There is much here that could be cross-referenced to help make a definitive history of the counter-culture. For example, JaySun tells about setting up the first People's Park in Berkeley in April and May, 1969. In the previous section, Sunny tells about being there for the second attempt at People's Park in September, 1970. Later on in this book, Billy Star shows in his account how People's Park became a permanent Berkeley institution in the late Seventies.

Rainbow - The Second Generation

These are accounts by young people who were born into Rainbow children of parents who have been involved in Rainbow. I interviewed these young people at the 1998 Gathering in Arizona.

Adopted by Rainbow, Intro

Chronic runaways, abused children, drug addicts, people with severe mental and physical illnesses … in this section are examples of how these people find help for their problems in Rainbow and find a new dignity and hope.

Four Long Views

Foxfire and Grey Eagle both remember U.S. society before World War II … long before most Rainbow people were born. Tisa was part of an early sixties scene that is ancient history for many in Rainbow.

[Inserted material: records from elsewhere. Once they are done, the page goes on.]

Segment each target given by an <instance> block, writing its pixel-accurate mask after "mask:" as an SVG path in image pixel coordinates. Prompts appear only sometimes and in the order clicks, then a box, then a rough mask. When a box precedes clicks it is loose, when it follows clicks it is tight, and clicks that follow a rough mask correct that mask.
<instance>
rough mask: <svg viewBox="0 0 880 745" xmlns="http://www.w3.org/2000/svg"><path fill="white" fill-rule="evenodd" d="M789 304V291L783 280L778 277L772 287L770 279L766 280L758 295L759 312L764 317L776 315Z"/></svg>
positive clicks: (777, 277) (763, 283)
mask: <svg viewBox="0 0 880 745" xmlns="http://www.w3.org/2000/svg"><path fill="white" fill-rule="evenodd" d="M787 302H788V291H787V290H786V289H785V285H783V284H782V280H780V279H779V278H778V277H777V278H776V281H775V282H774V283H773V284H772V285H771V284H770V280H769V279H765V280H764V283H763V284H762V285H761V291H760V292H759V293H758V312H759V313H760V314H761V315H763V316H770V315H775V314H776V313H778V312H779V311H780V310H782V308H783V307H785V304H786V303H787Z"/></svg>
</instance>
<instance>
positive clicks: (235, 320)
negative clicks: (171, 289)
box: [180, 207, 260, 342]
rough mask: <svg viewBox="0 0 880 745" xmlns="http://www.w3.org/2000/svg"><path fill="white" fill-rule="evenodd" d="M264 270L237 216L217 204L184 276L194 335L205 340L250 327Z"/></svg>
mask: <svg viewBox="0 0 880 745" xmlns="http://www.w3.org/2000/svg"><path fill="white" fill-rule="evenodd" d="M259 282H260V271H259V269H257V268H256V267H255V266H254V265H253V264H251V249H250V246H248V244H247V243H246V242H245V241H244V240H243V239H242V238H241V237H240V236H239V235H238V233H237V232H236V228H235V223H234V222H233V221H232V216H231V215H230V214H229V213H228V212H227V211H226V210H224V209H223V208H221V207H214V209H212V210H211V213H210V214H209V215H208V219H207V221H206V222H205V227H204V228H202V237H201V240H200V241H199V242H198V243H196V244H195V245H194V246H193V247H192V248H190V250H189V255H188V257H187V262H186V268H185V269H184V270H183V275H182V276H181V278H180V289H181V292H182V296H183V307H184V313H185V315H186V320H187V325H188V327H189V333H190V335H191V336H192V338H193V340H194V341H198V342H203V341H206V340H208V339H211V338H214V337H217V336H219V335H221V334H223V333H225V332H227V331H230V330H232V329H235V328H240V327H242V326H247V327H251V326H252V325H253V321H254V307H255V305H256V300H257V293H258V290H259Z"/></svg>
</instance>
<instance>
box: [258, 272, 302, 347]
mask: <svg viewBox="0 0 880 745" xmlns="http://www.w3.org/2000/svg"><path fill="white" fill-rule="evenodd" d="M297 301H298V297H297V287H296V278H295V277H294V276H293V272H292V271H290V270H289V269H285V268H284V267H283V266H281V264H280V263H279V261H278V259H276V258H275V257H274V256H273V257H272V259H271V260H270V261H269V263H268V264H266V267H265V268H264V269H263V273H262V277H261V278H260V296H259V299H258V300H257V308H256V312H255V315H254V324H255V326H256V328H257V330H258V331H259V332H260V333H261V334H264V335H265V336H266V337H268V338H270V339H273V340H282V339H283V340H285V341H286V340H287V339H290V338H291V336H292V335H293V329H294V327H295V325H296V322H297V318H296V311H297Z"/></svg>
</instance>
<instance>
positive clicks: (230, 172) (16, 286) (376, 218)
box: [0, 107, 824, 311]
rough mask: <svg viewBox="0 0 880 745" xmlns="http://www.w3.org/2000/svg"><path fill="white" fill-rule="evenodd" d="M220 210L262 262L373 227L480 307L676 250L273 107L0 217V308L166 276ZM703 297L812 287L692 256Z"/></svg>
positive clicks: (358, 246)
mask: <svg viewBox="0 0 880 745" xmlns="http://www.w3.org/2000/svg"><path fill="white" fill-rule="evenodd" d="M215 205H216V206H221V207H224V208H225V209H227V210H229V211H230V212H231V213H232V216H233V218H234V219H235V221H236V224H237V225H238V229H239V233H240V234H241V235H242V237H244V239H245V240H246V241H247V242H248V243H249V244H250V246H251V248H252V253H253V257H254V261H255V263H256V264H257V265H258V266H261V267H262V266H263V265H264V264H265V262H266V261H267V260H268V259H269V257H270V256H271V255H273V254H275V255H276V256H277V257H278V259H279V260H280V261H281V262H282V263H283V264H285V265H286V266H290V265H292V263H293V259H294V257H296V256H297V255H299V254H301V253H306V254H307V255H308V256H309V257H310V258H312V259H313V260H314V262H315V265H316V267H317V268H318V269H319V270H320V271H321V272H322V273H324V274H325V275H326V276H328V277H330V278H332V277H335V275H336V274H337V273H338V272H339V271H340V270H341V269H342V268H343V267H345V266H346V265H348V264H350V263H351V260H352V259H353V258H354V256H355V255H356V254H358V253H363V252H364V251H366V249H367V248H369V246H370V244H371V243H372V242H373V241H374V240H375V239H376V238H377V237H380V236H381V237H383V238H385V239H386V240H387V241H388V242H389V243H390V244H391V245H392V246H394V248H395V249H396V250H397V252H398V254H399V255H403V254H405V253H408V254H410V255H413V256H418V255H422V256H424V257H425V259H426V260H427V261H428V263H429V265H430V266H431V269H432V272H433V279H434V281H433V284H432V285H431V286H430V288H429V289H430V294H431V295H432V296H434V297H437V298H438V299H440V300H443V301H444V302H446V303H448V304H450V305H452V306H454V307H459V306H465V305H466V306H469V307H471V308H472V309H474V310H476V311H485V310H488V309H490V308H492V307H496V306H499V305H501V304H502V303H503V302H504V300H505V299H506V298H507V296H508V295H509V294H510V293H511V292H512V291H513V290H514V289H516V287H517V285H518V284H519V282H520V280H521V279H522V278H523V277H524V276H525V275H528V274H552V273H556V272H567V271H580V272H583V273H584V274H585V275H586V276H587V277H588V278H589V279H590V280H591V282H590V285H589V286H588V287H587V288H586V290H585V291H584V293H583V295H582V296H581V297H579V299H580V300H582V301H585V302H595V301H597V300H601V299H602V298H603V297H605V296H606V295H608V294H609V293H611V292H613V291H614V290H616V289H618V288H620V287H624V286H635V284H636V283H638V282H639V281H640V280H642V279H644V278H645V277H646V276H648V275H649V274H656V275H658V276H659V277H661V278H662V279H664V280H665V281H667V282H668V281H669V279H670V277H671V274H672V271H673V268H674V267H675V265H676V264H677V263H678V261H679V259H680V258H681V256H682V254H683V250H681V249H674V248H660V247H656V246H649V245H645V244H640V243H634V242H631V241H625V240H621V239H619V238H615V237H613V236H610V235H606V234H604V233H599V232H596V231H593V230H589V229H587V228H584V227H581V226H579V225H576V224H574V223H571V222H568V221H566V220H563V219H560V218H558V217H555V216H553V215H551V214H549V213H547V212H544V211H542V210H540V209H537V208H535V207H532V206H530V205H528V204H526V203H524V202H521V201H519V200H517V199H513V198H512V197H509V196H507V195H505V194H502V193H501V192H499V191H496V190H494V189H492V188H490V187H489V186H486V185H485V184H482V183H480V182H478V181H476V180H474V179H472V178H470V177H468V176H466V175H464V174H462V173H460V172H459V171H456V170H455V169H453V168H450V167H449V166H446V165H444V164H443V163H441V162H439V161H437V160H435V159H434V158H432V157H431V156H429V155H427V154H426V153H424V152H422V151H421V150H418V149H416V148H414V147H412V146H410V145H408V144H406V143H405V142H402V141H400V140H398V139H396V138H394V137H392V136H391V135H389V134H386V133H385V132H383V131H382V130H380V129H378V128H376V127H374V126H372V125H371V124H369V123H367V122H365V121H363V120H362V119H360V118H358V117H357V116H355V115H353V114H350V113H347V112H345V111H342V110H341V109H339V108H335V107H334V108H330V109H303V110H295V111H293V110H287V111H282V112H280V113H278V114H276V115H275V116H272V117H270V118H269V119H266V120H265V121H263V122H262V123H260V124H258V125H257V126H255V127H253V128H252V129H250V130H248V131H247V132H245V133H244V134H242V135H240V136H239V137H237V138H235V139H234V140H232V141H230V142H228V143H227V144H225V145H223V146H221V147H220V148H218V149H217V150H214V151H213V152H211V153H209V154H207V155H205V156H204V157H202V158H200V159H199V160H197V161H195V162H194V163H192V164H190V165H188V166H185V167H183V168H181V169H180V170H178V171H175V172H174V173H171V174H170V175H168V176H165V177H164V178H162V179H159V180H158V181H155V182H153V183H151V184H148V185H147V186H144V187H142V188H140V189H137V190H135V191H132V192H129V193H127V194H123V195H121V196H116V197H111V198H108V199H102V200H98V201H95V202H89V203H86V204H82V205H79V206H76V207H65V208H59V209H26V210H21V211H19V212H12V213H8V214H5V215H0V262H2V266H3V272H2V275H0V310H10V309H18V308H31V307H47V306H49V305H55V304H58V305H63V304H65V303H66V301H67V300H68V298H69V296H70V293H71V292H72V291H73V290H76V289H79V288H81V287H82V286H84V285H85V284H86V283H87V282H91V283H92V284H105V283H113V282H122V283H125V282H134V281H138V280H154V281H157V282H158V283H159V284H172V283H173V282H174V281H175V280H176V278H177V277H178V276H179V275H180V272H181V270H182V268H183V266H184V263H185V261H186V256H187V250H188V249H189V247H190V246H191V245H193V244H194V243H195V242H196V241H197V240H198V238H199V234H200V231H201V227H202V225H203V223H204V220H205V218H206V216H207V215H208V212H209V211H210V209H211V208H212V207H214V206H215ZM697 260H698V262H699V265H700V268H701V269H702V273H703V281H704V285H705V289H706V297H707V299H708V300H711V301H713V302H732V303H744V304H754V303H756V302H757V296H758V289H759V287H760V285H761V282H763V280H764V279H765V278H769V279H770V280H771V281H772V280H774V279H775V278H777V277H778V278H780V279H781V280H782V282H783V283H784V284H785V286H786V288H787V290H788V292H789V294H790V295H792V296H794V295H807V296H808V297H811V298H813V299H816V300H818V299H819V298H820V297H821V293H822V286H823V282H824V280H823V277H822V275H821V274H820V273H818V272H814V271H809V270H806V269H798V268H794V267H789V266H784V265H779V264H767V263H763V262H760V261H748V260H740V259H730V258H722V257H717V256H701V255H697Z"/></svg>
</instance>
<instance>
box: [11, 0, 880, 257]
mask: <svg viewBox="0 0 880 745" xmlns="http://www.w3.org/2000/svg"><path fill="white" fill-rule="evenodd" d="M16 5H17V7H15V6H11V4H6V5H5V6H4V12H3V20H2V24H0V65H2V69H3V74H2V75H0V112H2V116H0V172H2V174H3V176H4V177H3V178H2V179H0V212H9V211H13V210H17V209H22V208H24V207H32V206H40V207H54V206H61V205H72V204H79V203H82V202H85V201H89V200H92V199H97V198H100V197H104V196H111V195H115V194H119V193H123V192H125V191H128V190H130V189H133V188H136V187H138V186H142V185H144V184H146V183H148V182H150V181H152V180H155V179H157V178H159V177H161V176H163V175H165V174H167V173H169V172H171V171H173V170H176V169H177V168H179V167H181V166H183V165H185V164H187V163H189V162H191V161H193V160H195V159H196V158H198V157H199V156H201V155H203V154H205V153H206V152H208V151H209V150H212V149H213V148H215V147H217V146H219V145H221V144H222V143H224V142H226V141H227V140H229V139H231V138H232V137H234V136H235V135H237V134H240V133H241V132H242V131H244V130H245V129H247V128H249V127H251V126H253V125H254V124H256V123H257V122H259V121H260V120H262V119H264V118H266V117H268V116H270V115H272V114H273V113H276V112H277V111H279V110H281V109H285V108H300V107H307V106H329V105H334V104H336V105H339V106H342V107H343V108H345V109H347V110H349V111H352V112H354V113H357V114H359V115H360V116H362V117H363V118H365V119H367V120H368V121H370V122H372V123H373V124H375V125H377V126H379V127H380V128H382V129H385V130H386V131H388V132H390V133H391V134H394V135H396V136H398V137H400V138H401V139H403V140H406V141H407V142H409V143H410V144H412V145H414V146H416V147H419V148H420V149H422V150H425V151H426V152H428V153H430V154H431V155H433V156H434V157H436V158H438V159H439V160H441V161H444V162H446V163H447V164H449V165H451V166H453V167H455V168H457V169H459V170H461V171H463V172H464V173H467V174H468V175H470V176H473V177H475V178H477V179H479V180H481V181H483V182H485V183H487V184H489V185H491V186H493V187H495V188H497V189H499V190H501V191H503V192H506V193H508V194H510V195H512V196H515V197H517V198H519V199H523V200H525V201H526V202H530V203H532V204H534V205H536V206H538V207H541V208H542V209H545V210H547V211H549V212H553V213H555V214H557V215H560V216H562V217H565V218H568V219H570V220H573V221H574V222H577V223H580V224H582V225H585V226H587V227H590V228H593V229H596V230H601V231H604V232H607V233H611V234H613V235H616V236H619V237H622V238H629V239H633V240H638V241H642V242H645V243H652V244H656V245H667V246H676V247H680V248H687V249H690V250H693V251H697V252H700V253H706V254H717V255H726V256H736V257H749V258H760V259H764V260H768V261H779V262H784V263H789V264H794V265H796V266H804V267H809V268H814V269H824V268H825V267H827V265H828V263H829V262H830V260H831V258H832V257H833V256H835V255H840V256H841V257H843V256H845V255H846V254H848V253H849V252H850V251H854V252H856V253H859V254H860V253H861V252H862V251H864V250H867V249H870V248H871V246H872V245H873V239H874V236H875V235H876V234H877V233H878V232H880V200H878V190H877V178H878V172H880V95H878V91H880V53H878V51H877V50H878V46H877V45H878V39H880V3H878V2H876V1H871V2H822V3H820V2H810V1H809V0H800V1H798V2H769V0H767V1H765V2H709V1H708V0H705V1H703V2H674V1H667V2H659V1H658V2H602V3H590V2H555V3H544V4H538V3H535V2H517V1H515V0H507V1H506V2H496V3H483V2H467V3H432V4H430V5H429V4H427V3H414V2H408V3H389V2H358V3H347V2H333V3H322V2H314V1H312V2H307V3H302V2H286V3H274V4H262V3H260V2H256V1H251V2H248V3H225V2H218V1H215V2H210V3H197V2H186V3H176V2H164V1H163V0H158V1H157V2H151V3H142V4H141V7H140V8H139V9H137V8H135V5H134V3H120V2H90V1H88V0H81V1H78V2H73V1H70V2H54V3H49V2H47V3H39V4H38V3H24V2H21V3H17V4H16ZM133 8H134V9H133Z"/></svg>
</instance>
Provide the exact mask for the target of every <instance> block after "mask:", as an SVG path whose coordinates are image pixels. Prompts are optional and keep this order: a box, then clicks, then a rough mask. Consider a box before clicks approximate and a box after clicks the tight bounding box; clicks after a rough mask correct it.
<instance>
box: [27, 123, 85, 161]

And although Sarra is considerably younger than the first three, she grew up in a vigorous wide open Communist Party subculture in Canada of a sort that had long vanished in the United States so that to her, the left wing is not something that began on college campuses in the late sixties as it is for so many in the USA. Thus Sarra has a "long view" … a memory of a world that survived much longer in Canada than it did in this country.